AMConfig looks somewhat daunting, but you can leave most properties as they are. The key things the client needs to know (that will be unique to your implementation) are the URLs of the OpenSSO server, and the credentials used by the client to communicate to OpenSSO.

You will probably want to turn on debugging during development. Here is an example of how to do that:

com.iplanet.services.debug.level=message
com.iplanet.services.debug.directory=/tmp/openssoclient

Create OpenSSOConfig.groovy

Next, override any defaults in your grails-app/conf/OpenSSOConfig.groovy file. The following is taken from the sample application:

opensso {
    active = true
     anonymousUrls = ['/', '/index.gsp' , '/auth/denied.gsp', '/images/*', '/css/*']
     loginUrl = "http://myopensso.mydomain.com:8080/UI/Login"
}

Anonymous URLs can be accessed by anyone, even if they have not authenticated. These are useful for landing pages, images and css.

Create Policies in OpenSSO

The next step is to create policies in OpenSSO to protect your application. A complete discussion of policy management is outside the scope of this document (please consult the OpenSSO documentation).

Here is small example used to protect the sample application (the URLs here are going to be different in your environment). The screen shot below shows the rule definition for denying access to “Manager” resources. Note the use of the wild card for URL matching:

The subject of the policy is configured to deny access to everyone who is NOT a manager (see the screen shot below).
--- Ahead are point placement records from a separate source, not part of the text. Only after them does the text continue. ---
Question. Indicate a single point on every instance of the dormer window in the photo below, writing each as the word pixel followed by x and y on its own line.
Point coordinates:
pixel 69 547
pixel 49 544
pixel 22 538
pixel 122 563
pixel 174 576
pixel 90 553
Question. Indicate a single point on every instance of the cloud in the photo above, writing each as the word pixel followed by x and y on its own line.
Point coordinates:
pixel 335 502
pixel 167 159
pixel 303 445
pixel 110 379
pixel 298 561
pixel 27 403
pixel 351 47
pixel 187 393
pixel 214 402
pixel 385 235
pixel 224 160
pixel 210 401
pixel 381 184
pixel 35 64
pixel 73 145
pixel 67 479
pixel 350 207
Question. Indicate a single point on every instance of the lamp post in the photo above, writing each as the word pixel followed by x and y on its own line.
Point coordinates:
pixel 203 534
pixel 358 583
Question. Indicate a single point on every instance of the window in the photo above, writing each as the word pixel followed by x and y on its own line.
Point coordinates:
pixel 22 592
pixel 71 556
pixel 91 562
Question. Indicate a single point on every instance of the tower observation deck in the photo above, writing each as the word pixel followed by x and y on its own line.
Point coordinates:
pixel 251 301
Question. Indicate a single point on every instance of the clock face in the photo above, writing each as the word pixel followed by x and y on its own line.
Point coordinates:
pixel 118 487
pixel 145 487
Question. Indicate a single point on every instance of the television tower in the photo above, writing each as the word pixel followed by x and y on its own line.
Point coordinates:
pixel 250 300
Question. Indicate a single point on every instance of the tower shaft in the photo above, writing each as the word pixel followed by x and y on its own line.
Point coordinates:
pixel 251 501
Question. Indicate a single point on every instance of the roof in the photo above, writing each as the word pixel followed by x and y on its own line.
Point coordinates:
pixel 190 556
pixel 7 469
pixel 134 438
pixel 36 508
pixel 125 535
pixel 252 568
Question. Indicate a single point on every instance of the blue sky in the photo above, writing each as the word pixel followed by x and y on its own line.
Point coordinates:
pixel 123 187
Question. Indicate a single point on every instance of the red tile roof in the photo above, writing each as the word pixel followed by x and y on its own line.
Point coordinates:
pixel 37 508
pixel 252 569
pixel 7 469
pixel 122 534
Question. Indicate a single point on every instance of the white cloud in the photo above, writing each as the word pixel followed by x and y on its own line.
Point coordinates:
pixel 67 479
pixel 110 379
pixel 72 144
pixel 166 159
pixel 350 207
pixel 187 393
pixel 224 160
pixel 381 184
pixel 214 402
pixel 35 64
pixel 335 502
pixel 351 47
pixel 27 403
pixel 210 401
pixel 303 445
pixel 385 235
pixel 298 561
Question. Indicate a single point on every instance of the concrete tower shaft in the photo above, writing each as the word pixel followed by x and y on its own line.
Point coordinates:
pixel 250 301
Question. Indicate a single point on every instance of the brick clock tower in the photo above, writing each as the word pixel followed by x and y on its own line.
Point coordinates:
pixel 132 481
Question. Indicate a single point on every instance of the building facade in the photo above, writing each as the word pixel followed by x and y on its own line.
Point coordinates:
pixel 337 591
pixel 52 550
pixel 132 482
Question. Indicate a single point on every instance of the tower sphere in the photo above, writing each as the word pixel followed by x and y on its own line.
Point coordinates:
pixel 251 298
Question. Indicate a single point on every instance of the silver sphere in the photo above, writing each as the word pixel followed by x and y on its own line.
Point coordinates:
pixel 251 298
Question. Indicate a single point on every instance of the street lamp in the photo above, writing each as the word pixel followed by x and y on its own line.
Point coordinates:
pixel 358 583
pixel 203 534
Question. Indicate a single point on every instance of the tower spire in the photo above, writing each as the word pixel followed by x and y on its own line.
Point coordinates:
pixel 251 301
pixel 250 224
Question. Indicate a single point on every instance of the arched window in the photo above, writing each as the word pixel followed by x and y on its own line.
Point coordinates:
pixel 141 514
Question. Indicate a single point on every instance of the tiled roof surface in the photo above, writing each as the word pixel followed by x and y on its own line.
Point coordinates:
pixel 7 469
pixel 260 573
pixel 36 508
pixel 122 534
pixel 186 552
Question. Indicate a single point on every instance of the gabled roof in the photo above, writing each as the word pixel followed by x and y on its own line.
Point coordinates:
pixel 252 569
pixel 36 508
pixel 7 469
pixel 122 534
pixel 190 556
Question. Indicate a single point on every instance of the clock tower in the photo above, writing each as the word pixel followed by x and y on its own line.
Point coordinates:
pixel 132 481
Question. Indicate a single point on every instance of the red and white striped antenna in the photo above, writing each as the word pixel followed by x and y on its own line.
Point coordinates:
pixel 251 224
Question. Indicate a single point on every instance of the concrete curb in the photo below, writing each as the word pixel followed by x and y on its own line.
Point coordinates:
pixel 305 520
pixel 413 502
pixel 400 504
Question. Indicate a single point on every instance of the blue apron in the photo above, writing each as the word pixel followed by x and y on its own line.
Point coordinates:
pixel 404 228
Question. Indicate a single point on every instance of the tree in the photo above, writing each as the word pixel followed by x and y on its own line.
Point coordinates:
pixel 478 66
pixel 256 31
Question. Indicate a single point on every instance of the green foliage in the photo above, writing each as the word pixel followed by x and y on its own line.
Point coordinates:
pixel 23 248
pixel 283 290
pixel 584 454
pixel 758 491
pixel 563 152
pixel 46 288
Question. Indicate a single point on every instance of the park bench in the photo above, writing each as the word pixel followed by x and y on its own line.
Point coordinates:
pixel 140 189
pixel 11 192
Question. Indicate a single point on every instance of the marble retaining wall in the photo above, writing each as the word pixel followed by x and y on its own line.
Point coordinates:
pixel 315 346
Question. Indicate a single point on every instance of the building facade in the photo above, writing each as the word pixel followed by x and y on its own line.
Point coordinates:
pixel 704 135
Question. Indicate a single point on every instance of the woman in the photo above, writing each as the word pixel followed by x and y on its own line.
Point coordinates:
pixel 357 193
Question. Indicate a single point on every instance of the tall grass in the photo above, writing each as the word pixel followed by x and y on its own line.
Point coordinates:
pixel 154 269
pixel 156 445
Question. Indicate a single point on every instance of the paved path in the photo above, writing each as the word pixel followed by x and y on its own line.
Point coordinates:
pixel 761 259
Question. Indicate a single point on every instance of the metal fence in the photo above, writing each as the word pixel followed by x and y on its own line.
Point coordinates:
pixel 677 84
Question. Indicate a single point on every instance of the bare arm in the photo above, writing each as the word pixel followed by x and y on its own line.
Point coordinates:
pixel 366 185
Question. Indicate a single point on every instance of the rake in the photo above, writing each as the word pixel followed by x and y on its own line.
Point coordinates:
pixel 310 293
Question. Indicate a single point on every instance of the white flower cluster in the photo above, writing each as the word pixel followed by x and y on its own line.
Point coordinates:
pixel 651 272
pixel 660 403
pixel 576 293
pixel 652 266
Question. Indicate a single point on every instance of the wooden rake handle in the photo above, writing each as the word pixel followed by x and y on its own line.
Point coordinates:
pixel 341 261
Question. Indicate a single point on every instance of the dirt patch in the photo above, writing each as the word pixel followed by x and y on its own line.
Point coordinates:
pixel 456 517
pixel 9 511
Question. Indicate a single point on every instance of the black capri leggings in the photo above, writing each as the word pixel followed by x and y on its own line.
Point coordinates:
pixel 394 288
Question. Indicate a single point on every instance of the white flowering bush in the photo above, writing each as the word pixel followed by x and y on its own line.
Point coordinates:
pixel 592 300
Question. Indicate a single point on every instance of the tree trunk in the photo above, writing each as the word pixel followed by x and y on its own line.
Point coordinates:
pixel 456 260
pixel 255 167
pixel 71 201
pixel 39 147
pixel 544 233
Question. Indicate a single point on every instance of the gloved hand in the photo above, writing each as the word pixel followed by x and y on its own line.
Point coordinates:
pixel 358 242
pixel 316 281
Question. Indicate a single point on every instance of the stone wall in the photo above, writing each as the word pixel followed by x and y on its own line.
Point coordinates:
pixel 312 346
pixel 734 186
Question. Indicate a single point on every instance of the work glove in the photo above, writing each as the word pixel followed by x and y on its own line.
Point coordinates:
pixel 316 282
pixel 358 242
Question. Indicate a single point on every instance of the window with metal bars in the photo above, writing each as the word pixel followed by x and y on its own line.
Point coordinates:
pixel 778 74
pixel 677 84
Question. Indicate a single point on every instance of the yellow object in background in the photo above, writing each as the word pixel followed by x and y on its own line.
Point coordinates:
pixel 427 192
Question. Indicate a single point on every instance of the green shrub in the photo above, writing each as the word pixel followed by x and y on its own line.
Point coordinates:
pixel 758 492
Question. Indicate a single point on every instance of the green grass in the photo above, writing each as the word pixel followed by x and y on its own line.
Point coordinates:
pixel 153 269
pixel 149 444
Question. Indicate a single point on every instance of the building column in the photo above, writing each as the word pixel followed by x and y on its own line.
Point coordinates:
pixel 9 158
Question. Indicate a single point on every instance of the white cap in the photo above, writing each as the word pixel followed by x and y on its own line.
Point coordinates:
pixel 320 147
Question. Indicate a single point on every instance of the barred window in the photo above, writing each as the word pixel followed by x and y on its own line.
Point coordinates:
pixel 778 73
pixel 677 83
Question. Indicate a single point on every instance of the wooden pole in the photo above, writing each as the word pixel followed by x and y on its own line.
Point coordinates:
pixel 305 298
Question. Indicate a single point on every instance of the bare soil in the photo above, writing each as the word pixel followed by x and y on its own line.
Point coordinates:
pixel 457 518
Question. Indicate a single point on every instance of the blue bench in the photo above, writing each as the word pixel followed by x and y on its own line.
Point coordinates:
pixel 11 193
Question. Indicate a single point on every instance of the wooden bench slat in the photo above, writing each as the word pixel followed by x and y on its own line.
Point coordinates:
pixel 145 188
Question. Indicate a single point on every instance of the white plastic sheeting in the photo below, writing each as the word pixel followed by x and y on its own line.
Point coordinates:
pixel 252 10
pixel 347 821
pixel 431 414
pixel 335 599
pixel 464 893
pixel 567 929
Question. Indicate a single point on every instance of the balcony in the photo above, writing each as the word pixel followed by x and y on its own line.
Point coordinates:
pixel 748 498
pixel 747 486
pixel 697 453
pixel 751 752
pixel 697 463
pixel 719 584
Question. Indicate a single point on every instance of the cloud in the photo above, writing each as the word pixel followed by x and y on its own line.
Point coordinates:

The “exclusive” check box indicates this applies to all subjects exclusive of those specified. In this example, it is everyone who is not in the OpenSSO managers group.

Next Steps

You should now be ready to test out the plugin. When you run your application (grails-run) and browse to the first protected page, you should see your browser get re-directed to OpenSSO for logon. Once authenticated you will be re-directed back to your application.

Check out the sample application for some ideas on using GSP security tags and programmatic security. For example, the main.gsp layout file has been modified to show the users logon name in the header:

<g:isLoggedIn>
      Logged in as: <g:loggedInUsername/>
      <a href="http://opensso.my2do.com:8080/opensso/UI/Logout?goto=http://opensso.my2do.com:18080/GrailsTestOpenSSO/index.gsp">Logout</a>
 </g:isLoggedIn>

Note the use of the logout link. This performs an SSO logout and then redirects the user back to the application page.

Troubleshooting

• Turn on debug output in AMConfig.properties
• Use fully qualified domain names throughout your application and in OpenSSO. Opensso uses domain cookies to handle SSO. Trying to access “localhost” is a common source of problems. You can use “fake” dns names in your /etc/hosts file (or Windows equivalent) for development.
• You may have to set cookie encoding to “true” in AMConfig.properties (com.iplanet.am.cookie.encode=true) and in OpenSSO (Configuration->Servers and Sites->Security->Cookie). Note these two settings must be in sync with each other (if you set it on the client, you must set it on the server).

Getting Help

The OpenSSO users mailing list is a great place to get help. You can sign up at http://opensso.org . The list is archived at http://markmail.org/search/?q=opensso

Dependencies

The plugin includes the following external dependencies:

• openssoclientsdk.jar – The OpenSSO client SDK jar file
• opensso-springsecurity-xx.jar – The OpenSSO Spring 2 Security provider. This is maintained in the OpenSSO extensions project at * https://opensso.dev.java.net/public/extensions/index.html
• Spring Security – The various Spring security jar files

Acknowledgement

This plugin is based on and includes code from the Spring Security plugin.